Logo, indagamo-nos se as redes de contato sociais podem se constituir em uma
espécie de capital social a favorecer a conversão ao investimento financeiro, na medida em
que elas se possam se revelar não apenas como suportes e oportunidades de aprendizado
permanente e difuso sobre o mercado, mas também - e talvez principalmente – porque o
convívio com pessoas que investem tenderia, segundo nossa hipótese, a constituir e reforçar
a ‘crença’ no investimento financeiro como opção vantajosa e adequada( para pessoas de
semelhantes condições sociais) para gestão das finanças pessoais do indivíduo que se põe
nesta marcha de transição para o mercado de capitais.
Portanto, segundo a hipótese fundamental que buscaremos explorar em nossa
pesquisa, algo como uma “democracia de acionistas” – esta aspiração central para a defesa
ideológica do neoliberalismo – seria altamente improvável do ponto de vista sociológico,
uma vez que o ingresso no mercado financeiro mostrar-se-ia, como mais uma prerrogativa
das classes mais favorecidas.
Deste modo, no universo das classes médias brasileiras, apenas os círculos mais
altos demonstrar-se-iam, caso se confirme tal hipótese, aptos a tal ingresso, engendrando-se
aí, nos períodos de euforia do mercado financeiro global, mais um mecanismo de
aprofundamento das – sempre colossais – desigualdades que cingem a sociedade brasileira.
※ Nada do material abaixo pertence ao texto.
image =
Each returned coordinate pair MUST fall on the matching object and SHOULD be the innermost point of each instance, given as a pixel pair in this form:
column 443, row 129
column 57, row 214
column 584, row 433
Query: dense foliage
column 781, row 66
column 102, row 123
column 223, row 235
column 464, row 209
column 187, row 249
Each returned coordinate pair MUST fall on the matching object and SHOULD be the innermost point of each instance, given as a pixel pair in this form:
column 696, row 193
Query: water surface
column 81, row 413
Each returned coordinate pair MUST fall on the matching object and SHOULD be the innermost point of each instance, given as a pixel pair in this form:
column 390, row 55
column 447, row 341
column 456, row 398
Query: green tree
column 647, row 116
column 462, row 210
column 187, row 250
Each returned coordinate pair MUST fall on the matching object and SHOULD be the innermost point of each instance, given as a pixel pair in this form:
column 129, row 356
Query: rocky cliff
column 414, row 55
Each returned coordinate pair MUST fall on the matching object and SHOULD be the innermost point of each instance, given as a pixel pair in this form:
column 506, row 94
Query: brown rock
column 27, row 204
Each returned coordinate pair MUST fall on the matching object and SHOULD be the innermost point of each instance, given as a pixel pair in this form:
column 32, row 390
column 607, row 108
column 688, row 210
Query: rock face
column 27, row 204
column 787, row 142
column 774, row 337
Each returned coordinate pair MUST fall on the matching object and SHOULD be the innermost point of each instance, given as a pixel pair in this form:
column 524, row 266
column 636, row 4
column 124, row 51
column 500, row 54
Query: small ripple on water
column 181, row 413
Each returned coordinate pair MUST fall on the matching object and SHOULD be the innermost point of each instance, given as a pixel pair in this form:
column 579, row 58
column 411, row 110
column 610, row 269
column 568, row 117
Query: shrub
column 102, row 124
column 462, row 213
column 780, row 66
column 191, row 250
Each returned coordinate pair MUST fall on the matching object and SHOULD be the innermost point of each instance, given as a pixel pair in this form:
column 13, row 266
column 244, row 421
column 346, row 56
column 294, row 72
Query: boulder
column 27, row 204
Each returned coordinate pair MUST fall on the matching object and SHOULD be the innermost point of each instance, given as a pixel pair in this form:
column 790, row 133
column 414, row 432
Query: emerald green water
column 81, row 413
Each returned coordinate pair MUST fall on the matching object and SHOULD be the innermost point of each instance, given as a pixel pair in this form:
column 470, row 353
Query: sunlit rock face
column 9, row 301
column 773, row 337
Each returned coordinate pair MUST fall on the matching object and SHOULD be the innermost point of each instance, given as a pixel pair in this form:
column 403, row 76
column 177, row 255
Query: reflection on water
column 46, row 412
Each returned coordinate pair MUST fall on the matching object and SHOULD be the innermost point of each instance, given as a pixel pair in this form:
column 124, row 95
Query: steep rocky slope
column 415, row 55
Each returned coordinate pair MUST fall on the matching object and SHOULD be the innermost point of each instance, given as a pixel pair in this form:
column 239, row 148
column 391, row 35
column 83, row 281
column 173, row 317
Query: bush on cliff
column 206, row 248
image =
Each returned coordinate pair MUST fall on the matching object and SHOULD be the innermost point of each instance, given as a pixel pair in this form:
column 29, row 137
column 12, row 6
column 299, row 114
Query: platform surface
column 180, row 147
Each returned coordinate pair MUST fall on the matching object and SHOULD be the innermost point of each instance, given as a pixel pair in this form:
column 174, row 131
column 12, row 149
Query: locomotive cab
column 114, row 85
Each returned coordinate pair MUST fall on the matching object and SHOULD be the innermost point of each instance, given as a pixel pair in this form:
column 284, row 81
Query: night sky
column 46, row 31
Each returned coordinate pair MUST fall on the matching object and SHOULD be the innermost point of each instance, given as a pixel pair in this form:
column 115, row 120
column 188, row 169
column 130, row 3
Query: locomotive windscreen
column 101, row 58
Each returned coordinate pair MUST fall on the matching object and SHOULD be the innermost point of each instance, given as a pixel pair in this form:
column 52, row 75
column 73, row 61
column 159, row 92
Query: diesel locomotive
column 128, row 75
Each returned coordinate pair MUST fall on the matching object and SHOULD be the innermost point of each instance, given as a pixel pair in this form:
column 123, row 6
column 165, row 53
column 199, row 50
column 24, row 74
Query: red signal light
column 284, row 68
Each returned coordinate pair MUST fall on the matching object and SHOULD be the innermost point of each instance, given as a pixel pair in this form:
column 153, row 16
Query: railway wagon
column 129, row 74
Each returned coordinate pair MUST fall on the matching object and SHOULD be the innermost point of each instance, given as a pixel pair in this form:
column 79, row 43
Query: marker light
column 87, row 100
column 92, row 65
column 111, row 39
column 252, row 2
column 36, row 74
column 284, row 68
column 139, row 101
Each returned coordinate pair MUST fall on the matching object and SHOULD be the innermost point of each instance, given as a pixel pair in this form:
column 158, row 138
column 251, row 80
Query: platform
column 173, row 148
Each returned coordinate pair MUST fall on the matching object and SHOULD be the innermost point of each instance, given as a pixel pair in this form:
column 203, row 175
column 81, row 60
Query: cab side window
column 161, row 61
Contudo, nos momentos de crise e depressão dos mercados, tendo-se em conta a eminente
instabilidade da valorização financeira do capital, estes círculos experimentariam a
fragilidade intrínseca a sua condição de pequenos investidores – marcada, entre outras
coisas, pelas típicas assimetrias de informações (e contatos “preferenciais”) do mercado –
em oposição à classe dos grandes investidores, bancos e fundos de investimento
transnacionais; como consagrava um típico dito popular dos anos subseqüentes ao grande
Crack de 1929: “Quando o engraxate de sapatos da calçada da Bolsa sabe das grandes
oportunidades, é porque os tubarões já pularam fora delas.”